A Ordem dos Advogados do Brasil (OAB) de Minas Gerais decidiu pela exclusão do deputado federal André Janones de seus quadros, uma medida disciplinar que alcança a pena máxima na entidade. A decisão foi fundamentada no acúmulo de três infrações ético-disciplinares consideradas graves, cometidas em um período de menos de cinco anos.

Entre os incidentes que levaram à sanção, destaca-se a retenção indevida de valores pertencentes a um cliente após o sucesso de uma ação judicial. Tal conduta foi classificada como uma grave violação das normas que regem a advocacia, conforme apontado no processo disciplinar.

A exclusão é a penalidade mais severa estipulada pelo Estatuto da Advocacia, resultando na proibição do exercício da profissão. A decisão foi proferida após uma análise aprofundada do histórico disciplinar do parlamentar. Contudo, ainda são cabíveis recursos dentro das instâncias internas da própria Ordem dos Advogados do Brasil.

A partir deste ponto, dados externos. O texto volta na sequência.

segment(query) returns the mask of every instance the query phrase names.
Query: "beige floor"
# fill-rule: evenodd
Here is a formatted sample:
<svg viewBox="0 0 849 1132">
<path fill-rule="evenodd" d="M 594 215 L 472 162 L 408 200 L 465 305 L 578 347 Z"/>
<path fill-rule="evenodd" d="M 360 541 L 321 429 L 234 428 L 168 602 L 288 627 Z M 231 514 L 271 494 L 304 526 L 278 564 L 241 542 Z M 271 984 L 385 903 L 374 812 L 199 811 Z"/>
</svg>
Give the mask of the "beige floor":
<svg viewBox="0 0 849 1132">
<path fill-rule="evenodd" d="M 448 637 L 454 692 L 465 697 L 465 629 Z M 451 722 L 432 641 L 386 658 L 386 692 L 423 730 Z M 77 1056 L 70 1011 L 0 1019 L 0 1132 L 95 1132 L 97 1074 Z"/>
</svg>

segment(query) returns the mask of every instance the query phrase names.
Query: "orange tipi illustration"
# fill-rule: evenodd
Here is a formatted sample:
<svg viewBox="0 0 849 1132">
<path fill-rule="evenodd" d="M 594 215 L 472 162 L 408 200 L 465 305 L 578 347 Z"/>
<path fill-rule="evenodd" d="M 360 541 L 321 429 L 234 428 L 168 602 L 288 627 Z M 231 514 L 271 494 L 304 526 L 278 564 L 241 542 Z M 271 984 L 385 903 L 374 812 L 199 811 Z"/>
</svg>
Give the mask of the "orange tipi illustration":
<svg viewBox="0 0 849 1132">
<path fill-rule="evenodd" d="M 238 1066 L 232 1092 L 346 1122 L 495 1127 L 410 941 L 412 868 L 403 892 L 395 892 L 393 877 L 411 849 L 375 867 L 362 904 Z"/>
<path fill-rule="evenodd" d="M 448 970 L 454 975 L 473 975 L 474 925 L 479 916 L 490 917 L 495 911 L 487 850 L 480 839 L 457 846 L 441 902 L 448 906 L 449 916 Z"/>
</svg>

O envolvimento de um deputado federal em exercício de mandato neste caso garantiu-lhe repercussão em âmbito nacional. O episódio reacendeu discussões cruciais sobre ética profissional, a responsabilidade inerente a cargos públicos e a relevância da conduta de representantes eleitos, mesmo fora de suas atribuições estritamente políticas.